The great heart of Australia is a red desert, you see. Red as the rust on the surface of Mars. Along its fringes though, hope dwells and life prospers in the form of thriving cities, towns and tree-filled mountain ranges. Hope finds its way from hoping. Aussie optimism.

You really have to experience Aussie humor and Aussie slang fully immersed in Aussie culture for a few years, it's a great experience.

Of course, any experience of a national culture would be remiss if it were not for meaningful friendships. The basic experience of any culture in my book always begins with the memory of human connections.

Some people seem to want to make space in their heads for bad experiences. Personally, I don't. Doing this crowds out the heart I have found. The mind by itself may only carry so much worldly concerns. Too much thinking about too many of any these altogether too much worldly concerns exhausts the soul.

But not our love. For I have also found that a heart that knows Who, who, what and why it must love may carry all its treasures infinitely and indefinitely. Such is the substance of permanent remembrances.

I guess that's the essence of Mateship. I've thought about the concept of Mateship and associate it with the Love of Friendship. Mateship for me is the fifth and most inconspicuous star in the Southern Cross. It's right on the Australian Flag.

I've many good memories about Australia.

Two good Aussie mates I've had the pleasure of knowing among others Down Under is a bloke named William Eric Adams-White and another named David Bullen. Bill and Dave were their usual handles. Both are battlers. Dave is a reserve combat engineer.
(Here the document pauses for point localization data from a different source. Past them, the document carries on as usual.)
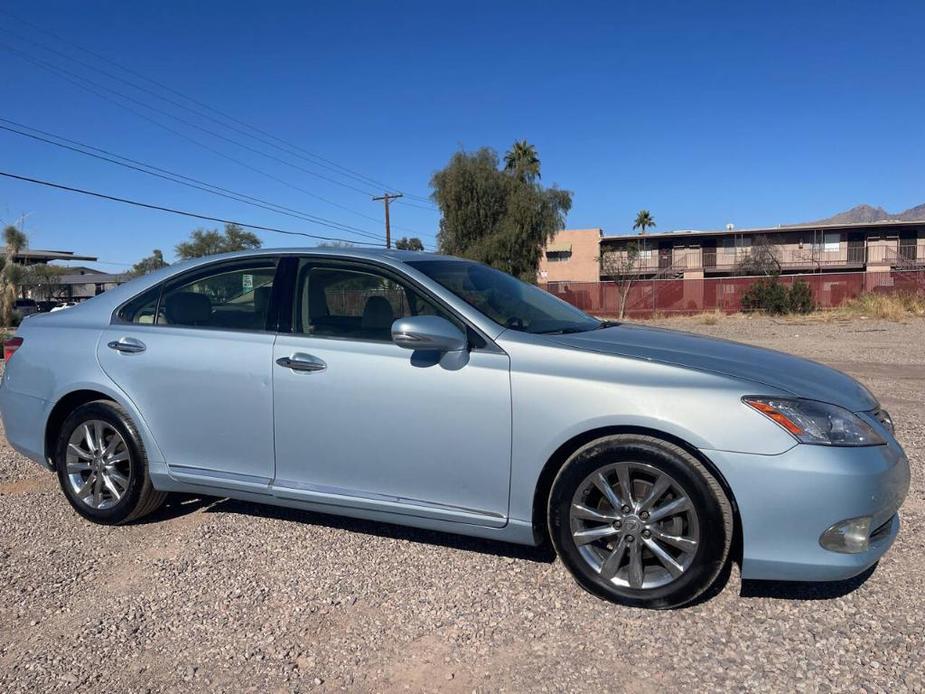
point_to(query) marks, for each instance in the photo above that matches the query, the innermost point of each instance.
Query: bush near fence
(649, 297)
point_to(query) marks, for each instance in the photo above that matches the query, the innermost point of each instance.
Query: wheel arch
(562, 453)
(62, 408)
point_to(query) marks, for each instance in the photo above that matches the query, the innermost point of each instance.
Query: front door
(196, 360)
(364, 423)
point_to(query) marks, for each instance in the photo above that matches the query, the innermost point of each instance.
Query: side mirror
(428, 333)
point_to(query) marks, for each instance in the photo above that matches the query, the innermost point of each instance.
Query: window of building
(558, 256)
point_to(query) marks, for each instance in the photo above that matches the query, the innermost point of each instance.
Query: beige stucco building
(572, 256)
(576, 255)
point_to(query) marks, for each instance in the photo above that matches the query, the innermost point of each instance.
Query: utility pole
(386, 199)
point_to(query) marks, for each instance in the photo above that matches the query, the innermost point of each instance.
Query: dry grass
(713, 317)
(896, 307)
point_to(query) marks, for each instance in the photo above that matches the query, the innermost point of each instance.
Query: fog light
(848, 537)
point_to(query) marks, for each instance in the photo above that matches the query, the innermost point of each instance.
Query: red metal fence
(679, 296)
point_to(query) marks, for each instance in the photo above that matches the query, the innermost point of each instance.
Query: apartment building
(872, 247)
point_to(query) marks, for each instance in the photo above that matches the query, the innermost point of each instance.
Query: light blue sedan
(436, 392)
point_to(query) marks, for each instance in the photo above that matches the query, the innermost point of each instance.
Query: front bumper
(787, 501)
(24, 422)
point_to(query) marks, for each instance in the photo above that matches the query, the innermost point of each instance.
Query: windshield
(506, 300)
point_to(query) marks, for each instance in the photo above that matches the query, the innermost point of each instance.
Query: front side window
(353, 303)
(235, 298)
(506, 300)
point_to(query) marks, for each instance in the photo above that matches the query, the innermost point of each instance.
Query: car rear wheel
(640, 521)
(102, 466)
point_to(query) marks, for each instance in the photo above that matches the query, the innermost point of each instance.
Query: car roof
(104, 303)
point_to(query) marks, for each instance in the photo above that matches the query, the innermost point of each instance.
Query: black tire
(139, 498)
(713, 512)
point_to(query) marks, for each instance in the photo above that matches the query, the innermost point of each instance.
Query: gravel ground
(220, 595)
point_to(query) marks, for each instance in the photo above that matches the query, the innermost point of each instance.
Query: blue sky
(704, 113)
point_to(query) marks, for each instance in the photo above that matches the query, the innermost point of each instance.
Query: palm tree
(14, 241)
(522, 161)
(643, 221)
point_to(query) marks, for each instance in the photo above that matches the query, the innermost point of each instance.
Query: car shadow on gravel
(800, 590)
(543, 554)
(176, 506)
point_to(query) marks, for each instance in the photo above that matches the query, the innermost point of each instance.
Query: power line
(322, 161)
(316, 158)
(57, 68)
(420, 207)
(386, 199)
(186, 180)
(171, 210)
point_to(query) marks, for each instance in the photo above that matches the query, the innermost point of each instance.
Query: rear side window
(233, 298)
(351, 303)
(142, 308)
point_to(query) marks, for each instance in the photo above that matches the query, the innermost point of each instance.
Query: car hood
(777, 370)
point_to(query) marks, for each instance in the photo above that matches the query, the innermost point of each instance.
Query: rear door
(195, 357)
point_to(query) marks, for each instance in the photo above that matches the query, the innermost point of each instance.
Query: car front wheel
(640, 521)
(102, 467)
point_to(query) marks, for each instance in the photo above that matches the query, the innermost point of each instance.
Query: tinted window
(234, 298)
(504, 299)
(142, 308)
(333, 301)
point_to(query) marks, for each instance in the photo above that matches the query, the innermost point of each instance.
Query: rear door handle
(127, 345)
(302, 362)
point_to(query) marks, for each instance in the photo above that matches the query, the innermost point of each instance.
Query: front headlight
(820, 423)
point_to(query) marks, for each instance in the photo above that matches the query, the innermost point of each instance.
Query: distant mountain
(864, 214)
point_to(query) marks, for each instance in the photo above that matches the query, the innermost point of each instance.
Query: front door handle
(302, 362)
(127, 345)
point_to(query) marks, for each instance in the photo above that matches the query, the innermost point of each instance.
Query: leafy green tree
(643, 221)
(43, 281)
(412, 244)
(522, 161)
(490, 215)
(14, 241)
(211, 241)
(153, 262)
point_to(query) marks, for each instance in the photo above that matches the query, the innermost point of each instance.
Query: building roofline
(51, 255)
(765, 230)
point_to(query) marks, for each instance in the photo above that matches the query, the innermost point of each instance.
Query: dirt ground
(218, 595)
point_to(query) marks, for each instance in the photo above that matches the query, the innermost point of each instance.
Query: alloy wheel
(98, 464)
(634, 525)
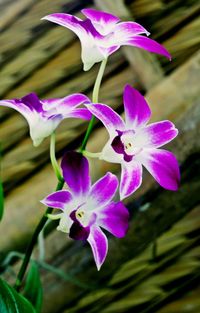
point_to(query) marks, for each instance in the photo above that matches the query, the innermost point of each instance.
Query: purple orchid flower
(43, 116)
(133, 143)
(86, 209)
(101, 34)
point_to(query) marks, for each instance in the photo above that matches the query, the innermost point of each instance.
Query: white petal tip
(87, 66)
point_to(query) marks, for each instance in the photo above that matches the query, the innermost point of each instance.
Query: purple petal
(147, 44)
(137, 111)
(32, 102)
(99, 244)
(125, 30)
(17, 105)
(79, 27)
(163, 166)
(131, 178)
(66, 20)
(75, 169)
(158, 134)
(80, 113)
(111, 120)
(57, 199)
(66, 104)
(114, 218)
(100, 17)
(103, 190)
(77, 231)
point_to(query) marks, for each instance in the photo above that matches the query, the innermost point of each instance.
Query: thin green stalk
(95, 99)
(53, 157)
(60, 184)
(33, 241)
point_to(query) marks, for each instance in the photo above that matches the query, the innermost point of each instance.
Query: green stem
(53, 157)
(60, 184)
(33, 241)
(95, 99)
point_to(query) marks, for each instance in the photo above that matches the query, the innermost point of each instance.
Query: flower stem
(54, 162)
(95, 99)
(33, 241)
(60, 184)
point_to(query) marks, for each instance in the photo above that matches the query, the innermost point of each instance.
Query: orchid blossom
(133, 143)
(43, 116)
(102, 33)
(85, 208)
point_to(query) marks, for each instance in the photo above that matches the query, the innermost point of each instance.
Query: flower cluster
(86, 209)
(101, 34)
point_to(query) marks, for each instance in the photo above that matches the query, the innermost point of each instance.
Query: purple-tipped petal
(32, 102)
(66, 20)
(80, 113)
(125, 30)
(66, 104)
(99, 244)
(103, 190)
(111, 120)
(137, 111)
(158, 134)
(17, 105)
(163, 166)
(131, 179)
(114, 218)
(100, 17)
(58, 199)
(75, 169)
(148, 44)
(78, 232)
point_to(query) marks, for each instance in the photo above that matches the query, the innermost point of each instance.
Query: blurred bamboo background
(156, 267)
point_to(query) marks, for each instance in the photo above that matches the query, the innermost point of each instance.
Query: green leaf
(1, 192)
(1, 200)
(33, 287)
(13, 302)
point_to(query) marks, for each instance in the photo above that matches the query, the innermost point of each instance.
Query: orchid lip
(123, 144)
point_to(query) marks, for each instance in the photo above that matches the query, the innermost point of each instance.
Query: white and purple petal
(111, 120)
(82, 113)
(103, 190)
(147, 44)
(99, 244)
(75, 168)
(87, 34)
(131, 178)
(108, 153)
(66, 104)
(137, 111)
(17, 105)
(32, 102)
(114, 218)
(42, 127)
(157, 134)
(126, 30)
(163, 166)
(58, 199)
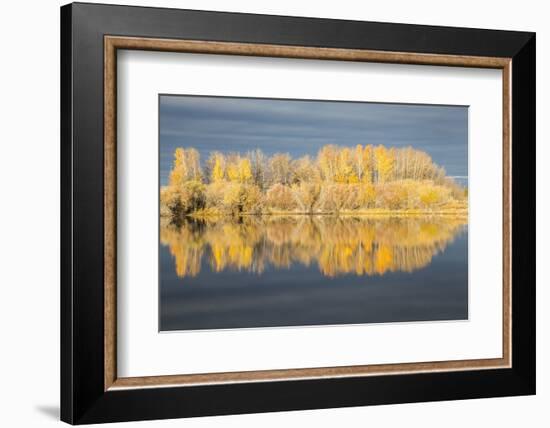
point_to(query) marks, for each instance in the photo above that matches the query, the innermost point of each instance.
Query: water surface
(311, 270)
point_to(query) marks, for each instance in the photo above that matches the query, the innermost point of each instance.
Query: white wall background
(29, 218)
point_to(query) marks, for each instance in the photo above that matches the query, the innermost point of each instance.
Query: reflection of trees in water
(338, 245)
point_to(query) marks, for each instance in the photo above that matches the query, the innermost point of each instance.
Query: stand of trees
(339, 179)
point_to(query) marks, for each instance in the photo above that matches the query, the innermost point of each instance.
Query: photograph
(289, 212)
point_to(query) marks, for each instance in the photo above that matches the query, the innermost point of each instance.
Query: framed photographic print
(265, 213)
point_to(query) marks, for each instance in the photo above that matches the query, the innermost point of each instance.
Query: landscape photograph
(282, 213)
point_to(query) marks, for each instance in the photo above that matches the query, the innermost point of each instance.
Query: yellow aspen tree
(385, 162)
(217, 174)
(245, 170)
(368, 164)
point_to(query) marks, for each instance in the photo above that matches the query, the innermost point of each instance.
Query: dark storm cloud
(302, 127)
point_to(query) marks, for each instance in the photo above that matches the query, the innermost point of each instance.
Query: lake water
(312, 270)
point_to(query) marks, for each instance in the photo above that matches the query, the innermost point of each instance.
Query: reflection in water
(337, 245)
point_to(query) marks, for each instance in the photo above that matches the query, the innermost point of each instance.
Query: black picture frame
(83, 397)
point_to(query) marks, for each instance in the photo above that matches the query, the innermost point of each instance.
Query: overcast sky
(302, 127)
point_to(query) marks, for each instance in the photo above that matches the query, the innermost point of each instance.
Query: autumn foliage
(336, 245)
(338, 180)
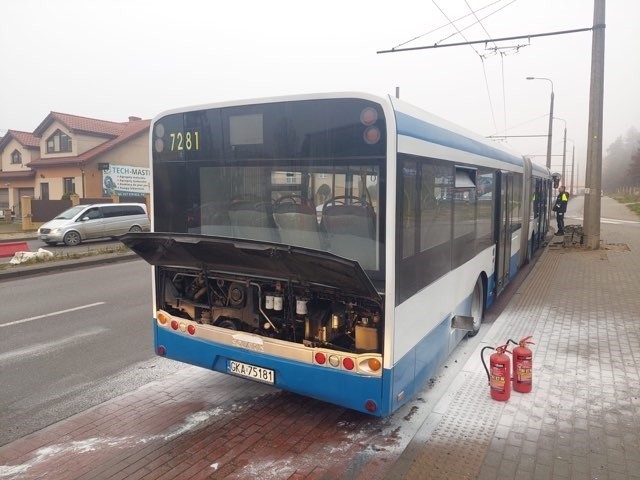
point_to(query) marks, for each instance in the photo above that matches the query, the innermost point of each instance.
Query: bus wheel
(477, 309)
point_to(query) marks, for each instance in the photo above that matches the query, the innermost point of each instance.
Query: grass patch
(626, 197)
(631, 200)
(635, 207)
(119, 249)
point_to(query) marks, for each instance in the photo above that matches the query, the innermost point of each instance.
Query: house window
(69, 185)
(59, 142)
(16, 157)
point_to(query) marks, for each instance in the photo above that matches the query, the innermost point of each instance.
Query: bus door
(504, 188)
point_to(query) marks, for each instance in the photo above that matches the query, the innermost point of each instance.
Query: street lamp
(564, 151)
(550, 119)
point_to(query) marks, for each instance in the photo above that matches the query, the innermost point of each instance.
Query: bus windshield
(302, 173)
(329, 208)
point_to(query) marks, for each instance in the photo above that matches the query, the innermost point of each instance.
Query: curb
(22, 271)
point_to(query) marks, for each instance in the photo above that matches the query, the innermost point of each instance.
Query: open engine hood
(253, 258)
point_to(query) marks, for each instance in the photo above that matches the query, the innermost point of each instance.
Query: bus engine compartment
(312, 315)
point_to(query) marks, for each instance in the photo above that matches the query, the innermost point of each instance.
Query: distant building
(69, 154)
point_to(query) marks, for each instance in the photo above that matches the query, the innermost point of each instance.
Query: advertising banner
(125, 181)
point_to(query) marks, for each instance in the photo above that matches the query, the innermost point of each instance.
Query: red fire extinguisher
(499, 373)
(523, 366)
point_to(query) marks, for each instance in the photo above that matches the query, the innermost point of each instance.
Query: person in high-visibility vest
(560, 208)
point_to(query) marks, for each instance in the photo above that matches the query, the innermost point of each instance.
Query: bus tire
(477, 307)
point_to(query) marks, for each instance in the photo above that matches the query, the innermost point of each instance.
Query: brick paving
(582, 419)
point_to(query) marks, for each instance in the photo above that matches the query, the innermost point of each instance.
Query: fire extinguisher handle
(484, 364)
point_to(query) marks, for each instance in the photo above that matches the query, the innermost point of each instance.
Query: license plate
(251, 371)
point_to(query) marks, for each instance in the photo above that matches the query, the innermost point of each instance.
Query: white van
(100, 220)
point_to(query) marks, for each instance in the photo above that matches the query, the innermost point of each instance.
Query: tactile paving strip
(458, 445)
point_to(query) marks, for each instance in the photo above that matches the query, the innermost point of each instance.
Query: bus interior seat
(297, 222)
(348, 222)
(357, 218)
(252, 219)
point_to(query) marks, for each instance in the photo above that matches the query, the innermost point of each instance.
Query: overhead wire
(443, 26)
(484, 70)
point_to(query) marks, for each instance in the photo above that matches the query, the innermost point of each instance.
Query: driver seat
(298, 225)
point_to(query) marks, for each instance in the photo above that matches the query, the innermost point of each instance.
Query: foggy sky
(109, 59)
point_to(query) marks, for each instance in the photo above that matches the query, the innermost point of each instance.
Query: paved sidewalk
(582, 418)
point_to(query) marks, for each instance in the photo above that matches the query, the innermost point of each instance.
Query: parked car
(100, 220)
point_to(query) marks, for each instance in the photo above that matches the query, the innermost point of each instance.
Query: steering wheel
(346, 200)
(295, 199)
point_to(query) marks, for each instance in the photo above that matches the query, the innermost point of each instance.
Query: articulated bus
(335, 245)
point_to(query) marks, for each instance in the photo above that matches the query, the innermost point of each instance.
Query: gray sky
(109, 59)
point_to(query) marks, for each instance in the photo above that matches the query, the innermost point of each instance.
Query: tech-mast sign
(125, 181)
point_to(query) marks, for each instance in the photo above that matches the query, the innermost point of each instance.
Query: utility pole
(573, 159)
(550, 134)
(564, 155)
(593, 180)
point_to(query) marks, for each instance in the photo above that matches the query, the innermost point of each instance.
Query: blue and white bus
(334, 245)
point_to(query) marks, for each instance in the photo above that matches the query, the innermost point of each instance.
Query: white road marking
(190, 423)
(51, 314)
(611, 221)
(48, 347)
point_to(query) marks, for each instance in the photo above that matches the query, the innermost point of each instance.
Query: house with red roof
(68, 154)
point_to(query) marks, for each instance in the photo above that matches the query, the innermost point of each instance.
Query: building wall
(54, 176)
(27, 156)
(80, 143)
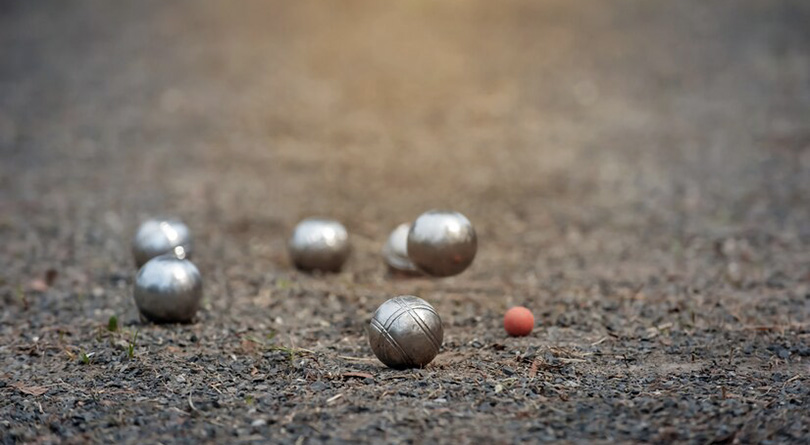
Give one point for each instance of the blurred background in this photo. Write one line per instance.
(624, 124)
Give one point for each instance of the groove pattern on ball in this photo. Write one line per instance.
(406, 332)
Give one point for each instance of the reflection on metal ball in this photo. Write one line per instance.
(395, 251)
(405, 332)
(319, 244)
(168, 290)
(442, 243)
(161, 236)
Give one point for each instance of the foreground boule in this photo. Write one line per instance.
(405, 332)
(168, 290)
(319, 244)
(442, 243)
(161, 236)
(395, 251)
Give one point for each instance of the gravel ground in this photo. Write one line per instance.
(638, 173)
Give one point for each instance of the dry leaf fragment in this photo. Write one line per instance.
(30, 390)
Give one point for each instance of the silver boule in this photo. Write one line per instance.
(405, 332)
(442, 243)
(395, 251)
(168, 290)
(319, 244)
(161, 236)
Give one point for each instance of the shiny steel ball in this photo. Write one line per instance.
(395, 251)
(405, 332)
(161, 236)
(442, 243)
(168, 290)
(319, 244)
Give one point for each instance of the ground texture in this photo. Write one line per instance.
(638, 173)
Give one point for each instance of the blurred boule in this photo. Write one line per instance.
(442, 243)
(159, 237)
(395, 251)
(319, 244)
(168, 290)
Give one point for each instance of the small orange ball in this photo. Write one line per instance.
(518, 321)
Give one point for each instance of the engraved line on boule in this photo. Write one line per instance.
(421, 323)
(393, 318)
(401, 311)
(379, 327)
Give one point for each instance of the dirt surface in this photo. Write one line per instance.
(638, 173)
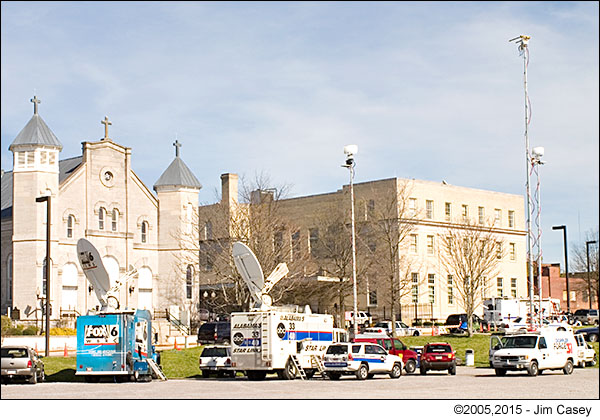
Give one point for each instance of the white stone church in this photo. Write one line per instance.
(99, 197)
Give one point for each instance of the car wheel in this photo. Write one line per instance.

You see, I came to Australia speaking my college English gleaned from my native Philippine setting. I carried with me on my tongue a conspicuously American slant. You can imagine how devastating that is when it comes to just plain, small talk in Australia. All big words and a foreign accent and all.

Devastating for me, that is.

I don't know but the Aussie accent and all that slang were all so alien to me at first. It all became all too much. Aussies began to sound like Martians to me. I got culture shocked and withdrew into a shell.

Then I met these two blokes at work. And oh, how they made me laugh. Another good mate of mine during that time was a proud Kiwi named David Polson. David was more or less my introduction to New Zealand culture. Though I've never been to New Zealand, I came to know some of its spirit.

Indeed, laughter did much to break me out of my shell.

And I slid right in there. Like a swimmer learning to swim, I learned in time to paddle into the culture and the lingo until I felt myself good enough to dive right in.

Bill must be in heaven now. He was already quite old when I was there. He gave me a cheapy calculator to help me with my work. He gave it to me with a big smile. I still have that cheapy calculator. It's priceless.

During my time in Oz, apart from my family, I must have met so many good people.

I can remember only one inexplicably bad incident of this one bloke, angry as hell at me, who blocked me off the road one random day and cursed me out for no reason.

As traffic piled behind me, who else did I see from my rear view mirror were rushing to confront the guy but other Aussies. There were suddenly plenty of us against this one, pathetic wanker.

A hundred ugly racists is not equal to one good Aussie mate, fair dinkum.

Within any given nation at any given time I believe, there are always reasonable and unreasonable people. Good times and bad times will come and go and persist in our souls. It's all about perspective, you know. I choose to remember good times. And good times are always made up shared experiences between good friends and good family.

This was before my time in the States. But that's another story.

Lead with your mind but think with your heart.